Remove the dough from the plastic wrap and sandwich between two pieces of parchment paper (alternatively, use a light sprinkling of flour on a clean surface, and a floured rolling pin). Roll out the pastry dough into a rectangle, about 11 x 5 inches.
Fold one side into the middle, and repeat with the other side, folding the dough into thirds. Turn the rectangle 90 degrees, roll out again into an 11 x 5 inch rectangle and fold into thirds again. Repeat one more time, for a total of 3 times.
Roll out into a rectangle one more time and fold in half. Wrap with plastic wrap and place in the fridge for at least 2 hours to overnight. Alternatively, you can freeze the dough for up to a month, just place it in the fridge the night before you plan to use it.
CREAM CHEESE FILLING: In a medium bowl, add the cream cheese, sugar, egg, orange zest, vanilla, and salt.

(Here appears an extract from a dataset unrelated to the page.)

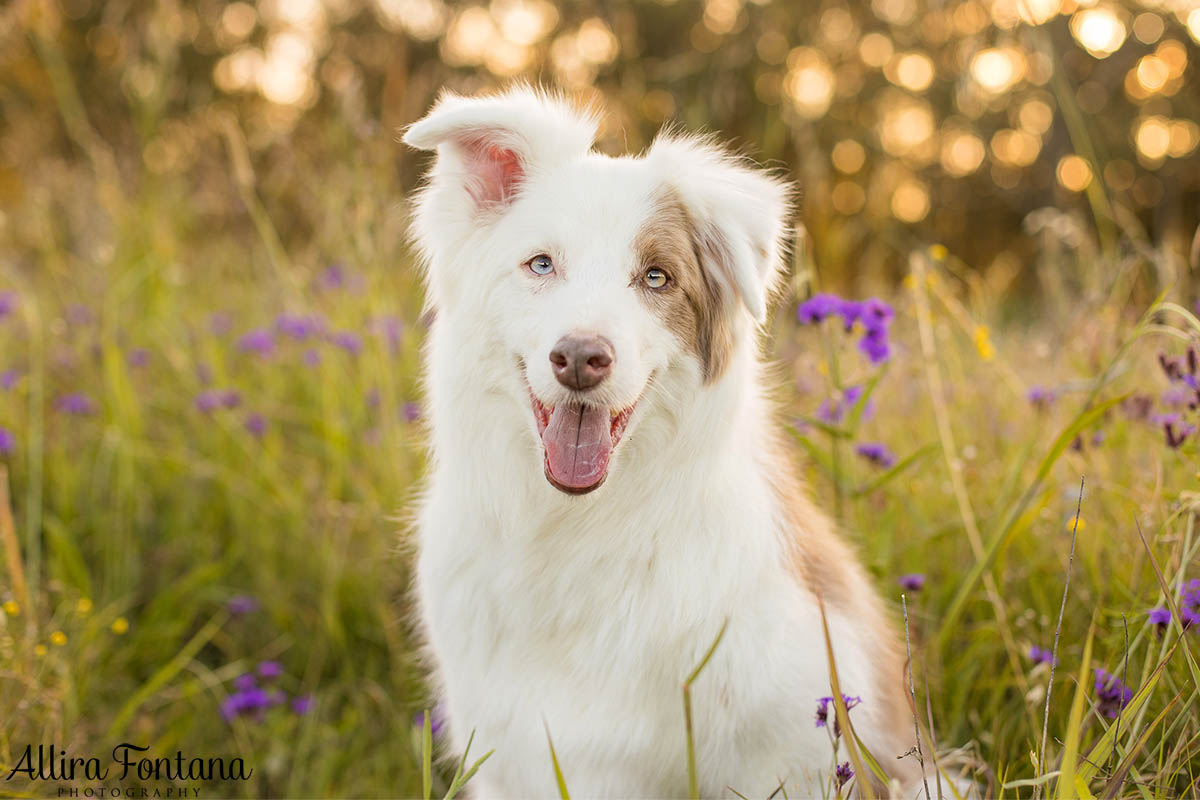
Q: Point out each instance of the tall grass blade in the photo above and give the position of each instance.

Mix very well until completely combined.
STRAWBERRY TOPPING: In another medium bowl, toss the strawberries with the sugar, flour, and orange juice until the strawberries are evenly coated.
ASSEMBLE THE GALETTE: Preheat the oven to 425 F.
Take the galette dough out of the fridge and roll into a 12-14 inch circle on a lightly floured surface, about ¼ inch thick. Carefully transfer the galette dough to a parchment paper-lined baking sheet. If you notice the butter starting to get soft, place on a baking tray in the freezer for a few minutes.
Spread ⅔ of the cream cheese mixture onto the galette dough, leaving about a 1 ½ - 2 inch border around the outside.
Spoon the strawberries onto the cream cheese mixture evenly, then dollop the remaining cream cheese mixture over the top.
Fold the outer edges of the dough over the filling, cinching the dough where it overlaps. Brush the exposed dough with the egg wash and a sprinkle of flaky salt.
Bake at 425 F for 10 minutes, then turn the oven down to 375 F and continue to bake for another 30-35 minutes, until the crust is deeply golden brown.
Remove from the oven and allow to cool for 10-15 minutes. Eat warm or chilled. Top with mint leaves as garnish (optional).